Capii di avere esagerato quando papà mi rivolse uno sguardo astioso e la mamma prese a singhiozzare più forte. Volevo che vedessero il mio aspetto alieno senza provare timore, e invece ora mi vedevano soltanto come una creatura aliena.
– Pietoso... – riprese la mamma, a fatica. – Se conoscesse la pietà, questa tua gente, mi avrebbe almeno lasciato una tomba su cui piangerla.
Non c'erano cimiteri su Elayeraaniél, ma questo la mamma non lo sapeva. Il Seleeriewn non seppelliva i propri morti. Li vaporizzava e disperdeva le molecole nell'atmosfera. Lo avevo visto fare mentre ero sul pianeta, e l'effetto collaterale era sempre un effimero ma nitido arcobaleno. Immaginai che sulla Terra accadesse lo stesso.
– Pioveva, il giorno in cui sono... in cui lei è nata, giusto?
Non molto difficile da indovinare. Vivo in una nazione famosa nel mondo per le sue piogge. Oltre che per la sua famiglia reale e per qualche altra cosa.
– Sì, e allora? – La voce di mio padre era ancora ostile.

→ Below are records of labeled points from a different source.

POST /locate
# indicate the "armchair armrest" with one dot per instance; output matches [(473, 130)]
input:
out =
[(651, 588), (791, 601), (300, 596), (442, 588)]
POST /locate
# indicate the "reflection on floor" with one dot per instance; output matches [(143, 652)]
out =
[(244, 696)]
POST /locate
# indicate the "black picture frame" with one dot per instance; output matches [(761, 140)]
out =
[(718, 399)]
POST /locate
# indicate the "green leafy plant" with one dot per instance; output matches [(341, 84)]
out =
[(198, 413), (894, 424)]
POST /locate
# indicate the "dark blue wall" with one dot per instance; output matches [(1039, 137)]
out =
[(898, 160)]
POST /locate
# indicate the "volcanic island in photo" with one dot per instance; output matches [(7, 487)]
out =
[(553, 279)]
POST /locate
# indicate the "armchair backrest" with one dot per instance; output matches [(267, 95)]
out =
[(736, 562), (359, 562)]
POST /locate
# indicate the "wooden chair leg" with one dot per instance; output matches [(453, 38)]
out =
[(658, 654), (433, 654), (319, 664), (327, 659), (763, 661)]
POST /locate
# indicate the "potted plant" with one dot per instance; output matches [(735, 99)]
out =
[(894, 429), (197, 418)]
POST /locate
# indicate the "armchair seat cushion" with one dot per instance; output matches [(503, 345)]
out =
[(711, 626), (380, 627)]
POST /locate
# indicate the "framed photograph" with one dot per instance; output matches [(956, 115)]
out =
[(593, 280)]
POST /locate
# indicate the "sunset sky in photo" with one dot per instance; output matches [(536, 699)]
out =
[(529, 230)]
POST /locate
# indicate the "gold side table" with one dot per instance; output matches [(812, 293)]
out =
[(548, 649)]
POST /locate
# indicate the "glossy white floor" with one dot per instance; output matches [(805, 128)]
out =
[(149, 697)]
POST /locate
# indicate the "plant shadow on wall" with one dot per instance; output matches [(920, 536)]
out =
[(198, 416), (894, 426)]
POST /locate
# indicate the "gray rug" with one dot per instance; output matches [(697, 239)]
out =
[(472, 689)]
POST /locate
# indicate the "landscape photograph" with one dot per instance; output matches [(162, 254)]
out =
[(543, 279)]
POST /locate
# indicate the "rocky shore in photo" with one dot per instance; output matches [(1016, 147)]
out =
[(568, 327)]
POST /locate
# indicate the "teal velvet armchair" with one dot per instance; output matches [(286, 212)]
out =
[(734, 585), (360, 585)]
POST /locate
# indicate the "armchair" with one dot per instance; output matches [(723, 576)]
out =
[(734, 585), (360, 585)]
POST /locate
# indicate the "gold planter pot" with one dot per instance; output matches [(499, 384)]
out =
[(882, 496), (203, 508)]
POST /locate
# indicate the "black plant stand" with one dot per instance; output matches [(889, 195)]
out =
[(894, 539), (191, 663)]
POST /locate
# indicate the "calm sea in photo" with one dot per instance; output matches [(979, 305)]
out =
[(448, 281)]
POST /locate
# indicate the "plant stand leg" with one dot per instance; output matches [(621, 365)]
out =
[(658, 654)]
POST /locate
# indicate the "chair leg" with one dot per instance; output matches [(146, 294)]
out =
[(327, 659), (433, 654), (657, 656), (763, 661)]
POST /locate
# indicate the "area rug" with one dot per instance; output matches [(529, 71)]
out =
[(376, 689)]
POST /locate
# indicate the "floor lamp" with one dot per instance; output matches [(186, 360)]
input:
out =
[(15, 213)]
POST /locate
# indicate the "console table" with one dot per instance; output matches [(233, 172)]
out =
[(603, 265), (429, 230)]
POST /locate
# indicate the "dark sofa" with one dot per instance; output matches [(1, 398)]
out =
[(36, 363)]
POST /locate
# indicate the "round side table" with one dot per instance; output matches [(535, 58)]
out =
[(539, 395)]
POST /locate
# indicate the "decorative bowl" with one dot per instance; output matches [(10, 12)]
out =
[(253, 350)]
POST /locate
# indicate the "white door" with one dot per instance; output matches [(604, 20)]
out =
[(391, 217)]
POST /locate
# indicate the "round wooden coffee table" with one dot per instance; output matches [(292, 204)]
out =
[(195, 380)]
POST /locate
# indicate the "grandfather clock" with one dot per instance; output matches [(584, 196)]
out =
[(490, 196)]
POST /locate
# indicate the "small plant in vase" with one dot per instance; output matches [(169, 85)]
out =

– Poi è comparso un arcobaleno.
Di quello ero certa. Lo avevo visto nei vecchi album di foto, ma non avevo mai fatto il collegamento prima di quel giorno.
– Sì, il mattino dopo che sei... che lei è nata.
Quell'errore da parte di mio padre mi ridiede speranza. Non aveva smesso del tutto di vedermi come una figlia.
– Quell'arcobaleno era lei. L'altra Kathy. La prima, voglio dire.
Raccontai loro dei funerali del Seleeriewn e di come fossero paragonabili allo spargere le ceneri al vento in uso in certi luoghi della Terra, e parlai ancora di come una notte la sfera si era separata da me, e di come avevo scoperto sulla mia pelle una mappa stellare che mi aveva condotto al luogo del ritrovo nel giorno della mia partenza, una storia che condividevo con gli altri Children of Earth. Spiegai la nostra ambizione di proteggere in segreto la Terra da qualunque minaccia o invasore ostile a bordo delle nostre Zaesheen, e che non saremmo stati gli unici a farlo, ma che saremmo stati parte di una squadra di alieni che già risiedevano sul pianeta, e che si occupavano della questione da molto più tempo di noi. Non saremmo stati da soli. Non ci avrebbero permesso di affrontare dei rischi troppo grandi per la nostra scarsa esperienza.
Ma non sarei andata, se loro non lo avessero voluto. Perché erano i miei genitori, e nulla riguardo a come era iniziato il nostro viaggio insieme poteva cambiare questa realtà.
Li lasciai sfogare. Li consolai. Attesi tutto il tempo che ci volle, anche se fremevo di impazienza per quest'ultima prova.
Solo dopo, quando capii che erano pronti a vedermi davvero, mostrai loro com'ero.